Under a deal that an Iranian negotiator originally accepted in October, Iran would ship its low-enriched uranium to Russia for further enriching for use in the Tehran reactor. But the Iranians later balked and then rejected that arrangement. On Sunday, they announced that they would produce their own higher-enriched uranium, and yesterday, Iranian state television said that the process began in the presence of inspectors from the U.N. nuclear-watchdog agency.

"That indicates to us that, despite their posturing that their nuclear power is only for civilian use, that they, in fact, continue to pursue a course that would lead to weaponization," Obama said. "We are going to be looking at a variety of ways in which countries indicate to Iran that their approach is unacceptable. And the U.N. will be one aspect of that broader effort."

Nicholas Burns, a Harvard professor of diplomacy who spearheaded Iran policymaking during the administration of President George W. Bush, said that the Iranian actions have been deliberately provocative, apparently designed to draw attention away from expected protest marches Thursday to coincide with events marking the anniversary of the 1979 Islamic Revolution.

"They are motivated in part by a desire to change the issue back to the nuclear issue, away from the issue of a lack of democracy and of repression inside Iran," Burns said in a telephone interview. "Given what the Iranians have said over the last 24 hours, the Obama administration and the U.S. have no alternative but to move toward sanctions."

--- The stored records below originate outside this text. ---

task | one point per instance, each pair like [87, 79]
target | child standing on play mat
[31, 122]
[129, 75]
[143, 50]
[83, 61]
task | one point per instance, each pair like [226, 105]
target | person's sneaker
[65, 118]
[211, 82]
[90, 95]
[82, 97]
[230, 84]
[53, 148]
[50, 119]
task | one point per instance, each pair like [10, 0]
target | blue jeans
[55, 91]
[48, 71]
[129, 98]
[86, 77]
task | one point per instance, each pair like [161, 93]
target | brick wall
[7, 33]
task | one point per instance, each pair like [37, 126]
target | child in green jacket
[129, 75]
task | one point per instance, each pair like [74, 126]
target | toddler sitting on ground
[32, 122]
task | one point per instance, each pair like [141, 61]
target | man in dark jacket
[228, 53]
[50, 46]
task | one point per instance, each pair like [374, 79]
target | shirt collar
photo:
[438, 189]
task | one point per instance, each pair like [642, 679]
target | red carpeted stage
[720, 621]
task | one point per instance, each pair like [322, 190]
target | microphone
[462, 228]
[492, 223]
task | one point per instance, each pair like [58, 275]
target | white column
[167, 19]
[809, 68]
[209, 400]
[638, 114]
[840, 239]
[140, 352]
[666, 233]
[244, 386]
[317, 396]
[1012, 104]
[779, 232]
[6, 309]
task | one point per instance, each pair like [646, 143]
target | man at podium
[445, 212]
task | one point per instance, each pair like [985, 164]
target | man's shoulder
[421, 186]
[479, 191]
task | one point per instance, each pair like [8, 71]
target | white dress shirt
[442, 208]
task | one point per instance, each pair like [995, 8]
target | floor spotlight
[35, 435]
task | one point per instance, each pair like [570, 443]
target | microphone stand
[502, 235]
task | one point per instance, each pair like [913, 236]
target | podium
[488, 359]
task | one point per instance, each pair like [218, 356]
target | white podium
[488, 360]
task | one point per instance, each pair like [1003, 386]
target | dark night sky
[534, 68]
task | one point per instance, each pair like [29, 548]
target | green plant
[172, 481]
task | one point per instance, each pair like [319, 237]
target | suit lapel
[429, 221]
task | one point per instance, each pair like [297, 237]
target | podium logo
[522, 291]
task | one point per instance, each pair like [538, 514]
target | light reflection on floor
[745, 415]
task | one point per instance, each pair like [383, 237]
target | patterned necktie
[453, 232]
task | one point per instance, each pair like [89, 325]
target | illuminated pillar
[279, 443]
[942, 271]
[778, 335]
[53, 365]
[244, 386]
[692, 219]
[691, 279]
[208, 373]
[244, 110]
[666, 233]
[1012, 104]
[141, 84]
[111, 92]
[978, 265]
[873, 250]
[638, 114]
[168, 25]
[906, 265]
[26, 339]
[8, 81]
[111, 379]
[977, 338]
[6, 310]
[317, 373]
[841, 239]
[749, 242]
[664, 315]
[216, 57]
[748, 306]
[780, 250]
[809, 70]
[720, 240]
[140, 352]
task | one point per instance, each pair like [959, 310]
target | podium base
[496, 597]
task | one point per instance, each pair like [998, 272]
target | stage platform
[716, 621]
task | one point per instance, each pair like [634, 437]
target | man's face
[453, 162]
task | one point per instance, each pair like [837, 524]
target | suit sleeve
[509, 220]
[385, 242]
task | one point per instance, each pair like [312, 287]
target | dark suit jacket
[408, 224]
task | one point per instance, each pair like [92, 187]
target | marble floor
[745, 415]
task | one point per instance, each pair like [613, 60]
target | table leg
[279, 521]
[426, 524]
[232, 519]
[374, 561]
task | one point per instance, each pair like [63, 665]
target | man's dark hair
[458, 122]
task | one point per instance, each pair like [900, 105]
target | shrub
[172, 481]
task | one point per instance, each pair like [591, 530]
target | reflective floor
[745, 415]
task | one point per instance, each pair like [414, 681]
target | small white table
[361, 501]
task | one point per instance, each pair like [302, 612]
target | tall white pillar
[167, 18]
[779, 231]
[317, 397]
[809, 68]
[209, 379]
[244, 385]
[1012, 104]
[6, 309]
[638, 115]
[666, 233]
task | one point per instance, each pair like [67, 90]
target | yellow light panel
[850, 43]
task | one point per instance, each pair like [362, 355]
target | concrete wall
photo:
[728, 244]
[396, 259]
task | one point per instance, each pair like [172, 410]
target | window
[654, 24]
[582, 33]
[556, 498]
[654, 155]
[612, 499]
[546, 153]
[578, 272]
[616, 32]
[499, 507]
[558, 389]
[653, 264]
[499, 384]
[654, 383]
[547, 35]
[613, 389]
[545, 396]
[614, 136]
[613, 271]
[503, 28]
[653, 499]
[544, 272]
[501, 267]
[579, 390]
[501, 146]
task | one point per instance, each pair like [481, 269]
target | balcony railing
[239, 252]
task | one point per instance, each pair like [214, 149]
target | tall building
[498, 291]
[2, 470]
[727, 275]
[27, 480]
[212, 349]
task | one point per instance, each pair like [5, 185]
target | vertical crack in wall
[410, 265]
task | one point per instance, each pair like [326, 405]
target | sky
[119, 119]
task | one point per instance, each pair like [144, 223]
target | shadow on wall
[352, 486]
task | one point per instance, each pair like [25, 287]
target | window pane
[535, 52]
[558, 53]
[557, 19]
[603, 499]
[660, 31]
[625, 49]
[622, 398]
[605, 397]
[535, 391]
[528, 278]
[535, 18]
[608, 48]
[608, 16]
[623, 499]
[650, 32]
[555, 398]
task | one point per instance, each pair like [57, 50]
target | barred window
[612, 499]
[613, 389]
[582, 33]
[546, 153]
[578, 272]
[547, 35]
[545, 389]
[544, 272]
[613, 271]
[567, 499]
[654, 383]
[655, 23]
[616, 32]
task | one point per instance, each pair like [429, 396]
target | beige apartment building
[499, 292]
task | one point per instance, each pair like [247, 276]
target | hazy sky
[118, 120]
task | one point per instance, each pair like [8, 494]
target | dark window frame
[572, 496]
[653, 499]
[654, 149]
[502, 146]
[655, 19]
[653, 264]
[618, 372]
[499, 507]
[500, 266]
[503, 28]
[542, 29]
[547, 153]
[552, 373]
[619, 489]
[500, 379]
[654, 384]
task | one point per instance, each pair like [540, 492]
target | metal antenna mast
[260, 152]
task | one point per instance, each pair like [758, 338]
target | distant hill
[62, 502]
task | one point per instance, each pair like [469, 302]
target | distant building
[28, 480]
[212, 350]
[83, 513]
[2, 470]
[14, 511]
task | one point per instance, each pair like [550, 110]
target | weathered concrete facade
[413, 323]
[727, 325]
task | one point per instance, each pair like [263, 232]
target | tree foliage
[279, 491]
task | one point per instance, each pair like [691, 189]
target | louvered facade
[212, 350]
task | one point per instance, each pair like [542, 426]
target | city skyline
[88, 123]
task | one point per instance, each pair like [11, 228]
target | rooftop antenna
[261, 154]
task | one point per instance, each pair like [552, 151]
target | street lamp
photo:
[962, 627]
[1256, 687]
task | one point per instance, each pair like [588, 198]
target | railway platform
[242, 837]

The biggest challenge to gaining meaningful new U.N. sanctions, he said, is persuading China to go along.

Obama said he was sticking to a two-track approach: offering to negotiate, while threatening further pressure. He said that the world would welcome an Iranian decision to accept U.N. demands that it live up to its nuclear-control obligations.

"And if not, then the next step is sanctions," he said. "They have made their choice so far, although the door is still open. And what we are going to be working on over the next several weeks is developing a significant regime of sanctions that will indicate to them how isolated they are from the international community as a whole."

Obama said that work to broaden economic sanctions applied by the U.N. Security Council is moving along quickly, but he didn't give a timeline.